Berlin (taz) - Der Hochtemperaturreaktor THTR 300 in Hamm -Uentrop, einziges Demonstrationsprojekt der sogenannten „Reaktorlinie der Zukunft“, hat seine Zukunft bereits hinter sich. Am gestrigen Mittwochnachmittag erklärten die Betreiber nach einer außerordentlichen Gesellschafterversammlung, man könne sich „eine geordnete Beendigung des Entwicklungsprojekts THTR 300 nach Verbrauch des Brennelementvorrats in den nächsten Jahren vorstellen“. Damit reagierten die Betreiber, die Vereinigten Elektrizitätswerke Westfalen (VEW) und einige regionale Stromversorgungsunternehmen, auf die Abneigung von Bund und Land Nordrhein-Westfalen, das technische und finanzielle Debakel THTR 300 mit zusätzlichen 650 Millionen Mark zu belohnen. Die Landesregierung hatte bereits vor Weihnachten entschieden, keine zusätzlichen Verpflichungen zu übernehmen. Bundesforschungsminister Riesenhuber will „allenfalls noch sehr begrenzt beitragen“.

Auch nach einer „geordneten Beendigung“ des Projekts wären die Probleme keinesfalls gelöst. Allein die Stillegung und Beseitigung kosten nach Angaben der Betreiber über 400 Millionen Mark. Kopfschütteln rief die Behauptung der THTR -Betreiber hervor, der Reaktor habe sich „als Stromerzeuger bewährt und die Vorteilhaftigkeit des Systems bewiesen“.

Der Sprecher des Bundesforschungsministeriums, Rainer Jansen, bewertete die Betreibererklärung als „korrekt“. Ob überhaupt weiterbetrieben werden könne, sei wegen der 35 abgerissenen Bolzen in den Heizgaskanälen des Reaktors allerdings noch nicht entschieden. Die Entscheidung liege in Düsseldorf. Indirekt stellte Jansen für den Fall eines nur noch kurzfristigen Betriebs der Anlage den Verzicht auf bestimmte von Bund und Land bisher geforderte technische Nachrüstmaßnahmen am THTR in Aussicht. Die Nachbesserungen waren den Betreibern nach getrennten Sicherheitsüberprüfungen von Bund und Land zur Auflage gemacht worden. Es sei denkbar, daß manche dieser Forderungen bei einem zeitlich sehr begrenzten Betrieb hinfällig würden, meinte Jansen.

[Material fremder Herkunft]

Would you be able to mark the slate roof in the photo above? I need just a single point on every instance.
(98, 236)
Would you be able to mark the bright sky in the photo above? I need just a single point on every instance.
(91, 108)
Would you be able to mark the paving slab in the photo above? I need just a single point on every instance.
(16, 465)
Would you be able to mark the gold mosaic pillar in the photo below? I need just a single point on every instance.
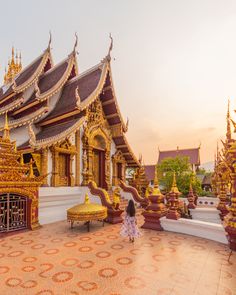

Skeptisch gegenüber der jetzt ins Auge gefaßten „geordneten Beendigung“ äußerte sich gestern die Genehmigungsbehörde, das Düsseldorfer Wirtschaftsministerium. Niemand könne gegenwärtig sagen, wann und ob der Reaktor überhaupt wieder in Betrieb gehen könne, meinte Ministeriumssprecher Ewald Schulte. Über das Problem der abgebrochenen Bolzen hinaus, seien auch die für die Betreiber kostspieligen Nachrüstungsforderungen von Bund und Land bislang nicht erfüllt. Da sei es „ein bißchen kurz gedacht“, wenn man in Hamm nun glaube, den Reaktor einfach wieder anfahren zu können, „weil da noch ein paar Kohlen im Keller liegen“.